MONITOR, Jakarta – Anggota Komisi III DPR RI Abdullah menanggapi temuan uang tunai sebesar Rp 5,5 miliar di bawah kasur milik hakim Ali Muhtarom di Jepara, Jawa Tengah. Uang itu ditemukan Kejaksaan Agung (Kejagung) saat menggeledah rumah Ali terkait kasus vonis lepas kasus pemberian fasilitas ekspor crude palm oil (CPO) atau bahan baku minyak goreng
Menurut Abdullah, penemuan uang tunai dalam bentuk 3.600 lembar uang kertas pecahan 100 dolar AS di kolong kasur milik hakim Ali telah mengguncang kepercayaan publik terhadap integritas lembaga peradilan di Indonesia. Ali sendiri telah ditetapkan sebagai tersangka suap dan disebut menerima uang sekitar Rp 5 miliar.
“Kasus ini tidak hanya menyoroti perilaku individu, tetapi juga mengungkap kelemahan sistemik dalam pengawasan dan penegakan hukum di tubuh peradilan. Ini cermin buram wajah peradilan Indonesia,” kata Abdullah, Jumat, (25/4/2025).
Dilaporkan, Ali Muhtarom yang sebelumnya menjabat sebagai hakim di Pengadilan Negeri Jakarta Pusat, memiliki total harta kekayaan sebesar Rp1,3 miliar. Ali merupakan salah satu dari delapan tersangka skandal suap vonis lepas terhadap terdakwa korporasi dalam kasus korupsi ekspor bahan baku minyak goreng.

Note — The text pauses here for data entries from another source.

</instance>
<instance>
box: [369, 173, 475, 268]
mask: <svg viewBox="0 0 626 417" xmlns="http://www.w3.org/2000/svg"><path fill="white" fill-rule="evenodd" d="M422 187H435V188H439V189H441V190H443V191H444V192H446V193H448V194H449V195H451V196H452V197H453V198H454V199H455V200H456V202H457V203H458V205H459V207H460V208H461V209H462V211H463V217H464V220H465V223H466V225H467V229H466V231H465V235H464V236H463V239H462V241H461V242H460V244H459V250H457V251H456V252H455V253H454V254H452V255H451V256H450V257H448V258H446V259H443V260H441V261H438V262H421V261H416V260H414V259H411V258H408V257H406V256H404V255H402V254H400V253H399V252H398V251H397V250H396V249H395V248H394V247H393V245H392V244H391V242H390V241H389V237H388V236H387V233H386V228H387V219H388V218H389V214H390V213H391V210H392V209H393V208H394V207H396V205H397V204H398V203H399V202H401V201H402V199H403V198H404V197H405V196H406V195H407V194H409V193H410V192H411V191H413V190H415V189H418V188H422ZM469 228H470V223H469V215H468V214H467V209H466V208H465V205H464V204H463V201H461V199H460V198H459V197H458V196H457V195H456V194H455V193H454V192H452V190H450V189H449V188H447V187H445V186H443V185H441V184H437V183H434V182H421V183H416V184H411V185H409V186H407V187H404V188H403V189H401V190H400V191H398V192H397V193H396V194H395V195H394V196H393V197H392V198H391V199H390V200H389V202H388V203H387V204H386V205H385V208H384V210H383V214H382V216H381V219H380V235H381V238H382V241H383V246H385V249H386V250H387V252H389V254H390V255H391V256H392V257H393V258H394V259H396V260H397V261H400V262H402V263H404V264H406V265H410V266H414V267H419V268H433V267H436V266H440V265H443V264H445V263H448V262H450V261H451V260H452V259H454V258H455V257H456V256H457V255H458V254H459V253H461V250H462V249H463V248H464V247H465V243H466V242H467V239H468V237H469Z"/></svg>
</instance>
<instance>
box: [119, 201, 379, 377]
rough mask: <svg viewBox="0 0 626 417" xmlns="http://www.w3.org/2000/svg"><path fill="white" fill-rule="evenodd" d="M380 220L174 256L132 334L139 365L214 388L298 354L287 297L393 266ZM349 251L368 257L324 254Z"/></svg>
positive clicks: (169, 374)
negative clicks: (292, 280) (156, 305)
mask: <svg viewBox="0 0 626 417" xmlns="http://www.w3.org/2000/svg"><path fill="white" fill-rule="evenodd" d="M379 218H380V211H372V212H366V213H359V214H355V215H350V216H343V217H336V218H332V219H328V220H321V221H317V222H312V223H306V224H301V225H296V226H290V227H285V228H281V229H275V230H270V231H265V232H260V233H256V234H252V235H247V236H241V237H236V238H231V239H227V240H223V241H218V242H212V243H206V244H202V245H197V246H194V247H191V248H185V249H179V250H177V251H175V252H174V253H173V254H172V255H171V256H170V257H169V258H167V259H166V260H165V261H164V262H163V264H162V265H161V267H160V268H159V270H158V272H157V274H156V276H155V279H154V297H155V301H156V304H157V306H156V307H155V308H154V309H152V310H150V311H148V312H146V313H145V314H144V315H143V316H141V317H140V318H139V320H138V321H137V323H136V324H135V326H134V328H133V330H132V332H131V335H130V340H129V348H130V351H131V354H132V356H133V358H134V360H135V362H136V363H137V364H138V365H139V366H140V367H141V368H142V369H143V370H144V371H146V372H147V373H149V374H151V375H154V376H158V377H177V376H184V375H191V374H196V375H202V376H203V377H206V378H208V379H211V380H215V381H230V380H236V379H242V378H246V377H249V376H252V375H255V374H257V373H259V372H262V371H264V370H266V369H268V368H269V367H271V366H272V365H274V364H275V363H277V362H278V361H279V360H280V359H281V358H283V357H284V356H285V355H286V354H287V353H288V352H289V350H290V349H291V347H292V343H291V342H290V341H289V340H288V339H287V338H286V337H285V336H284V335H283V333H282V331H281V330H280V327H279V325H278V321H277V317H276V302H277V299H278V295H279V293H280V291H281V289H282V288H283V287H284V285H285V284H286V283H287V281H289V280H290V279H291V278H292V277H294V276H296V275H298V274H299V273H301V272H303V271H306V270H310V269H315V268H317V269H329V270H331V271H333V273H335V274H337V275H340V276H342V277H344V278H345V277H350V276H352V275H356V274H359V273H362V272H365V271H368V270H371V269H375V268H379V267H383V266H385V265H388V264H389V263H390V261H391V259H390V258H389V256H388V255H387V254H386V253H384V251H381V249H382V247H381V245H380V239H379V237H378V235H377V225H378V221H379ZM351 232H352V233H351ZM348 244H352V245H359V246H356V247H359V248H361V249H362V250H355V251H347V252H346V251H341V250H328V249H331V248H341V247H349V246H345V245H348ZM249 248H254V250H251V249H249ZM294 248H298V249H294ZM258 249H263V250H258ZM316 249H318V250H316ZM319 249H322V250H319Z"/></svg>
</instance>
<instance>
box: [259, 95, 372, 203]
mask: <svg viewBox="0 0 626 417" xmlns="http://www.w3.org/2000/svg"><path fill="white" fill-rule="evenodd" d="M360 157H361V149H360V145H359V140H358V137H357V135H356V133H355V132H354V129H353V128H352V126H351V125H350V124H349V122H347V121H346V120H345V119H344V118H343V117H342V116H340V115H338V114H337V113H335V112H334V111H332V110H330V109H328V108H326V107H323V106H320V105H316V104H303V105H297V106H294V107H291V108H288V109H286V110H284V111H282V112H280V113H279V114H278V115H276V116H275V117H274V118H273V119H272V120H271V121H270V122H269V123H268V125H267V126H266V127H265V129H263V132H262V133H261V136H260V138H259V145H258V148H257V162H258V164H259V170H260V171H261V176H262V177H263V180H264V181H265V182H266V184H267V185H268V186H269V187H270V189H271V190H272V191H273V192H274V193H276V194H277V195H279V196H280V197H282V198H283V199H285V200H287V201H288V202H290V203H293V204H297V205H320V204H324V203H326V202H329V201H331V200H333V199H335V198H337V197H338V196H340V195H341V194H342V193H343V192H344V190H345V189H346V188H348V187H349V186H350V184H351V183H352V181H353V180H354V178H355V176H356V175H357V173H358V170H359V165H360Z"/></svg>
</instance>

Berdasarkan informasi, Ali disebut menerima uang suap bersama Ketua PN Jaksel Muhammad Arif Nuryanta (MAN), yang kala itu menjabat Wakil Ketua PN Jakpus. Arif telah lebih dulu ditetapkan sebagai tersangka dan ditahan jaksa.
Kejagung diketahui menyita uang senilai Rp 5,5 M saat melakukan penggeledahan di rumah Ali di wilayah Jepara, Jawa Tengah, pada Minggu, (13/4) lalu. Uang itu terdiri atas 36 gepok pecahan USD 100 atau dolar Amerika.
Abdullah menilai, jumlah uang tunai yang ditemukan di kediaman Ali tentu menimbulkan pertanyaan serius tentang transparansi dan akuntabilitas pejabat publik sebab ribuan lembar uang dolar itu jauh melebihi kekayaan yang dilaporkan.
“Tentu kasus ini mencerminkan krisis etika dan moral di kalangan penegak hukum,” tuturnya.
Selain itu, Abdullah menilai kasus ini juga sudah pasti mengurangi kepercayaan rakyat terhadap lembaga peradilan.
“Ketika hakim yang seharusnya menjadi penjaga keadilan terlibat dalam praktik korupsi, maka kepercayaan masyarakat terhadap sistem hukum akan runtuh,” ungkap Abdullah.
Untuk itu, Abdullah menilai diperlukan reformasi menyeluruh dalam sistem rekrutmen dan pengawasan hakim, serta evaluasi besar-besaran di tubuh peradilan Indonesia.
“Termasuk seleksi yang ketat, pelatihan etika, dan pengawasan berkelanjutan harus menjadi prioritas untuk mencegah terulangnya kasus serupa,” sebut Legislator dari Dapil Jawa Tengah VI itu.
Meski Mahkamah Agung (MA) telah mengambil langkah dengan memberhentikan sementara Ali Muhtarom dan membentuk satuan tugas khusus untuk menyelidiki kasus ini lebih lanjut, Abdullah menyebut tindakan MA harus diikuti dengan langkah-langkah konkret lainnya.
“Seperti penguatan sistem pelaporan kekayaan pejabat dan peningkatan transparansi dalam proses peradilan,” jelas Abdullah.
Anggota DPR yang duduk di Komisi bidang Hukum ini pun meminta agar kasus suap vonis lepas tersebut dijadikan sebagai momentum bagi masyarakat sipil dan media untuk terus mengawasi dan menuntut akuntabilitas dari lembaga peradilan. Hanya dengan tekanan dan partisipasi aktif dari publik, kata Abdullah, peradilan yang sejati akan dapat terwujud.
“Sebagai negara hukum, Indonesia harus memastikan bahwa hukum ditegakkan tanpa pandang bulu,” tegasnya.
“Dan kasus ini adalah peringatan keras bahwa tanpa integritas di lembaga peradilan, keadilan hanya akan menjadi ilusi,” tutup Abdullah.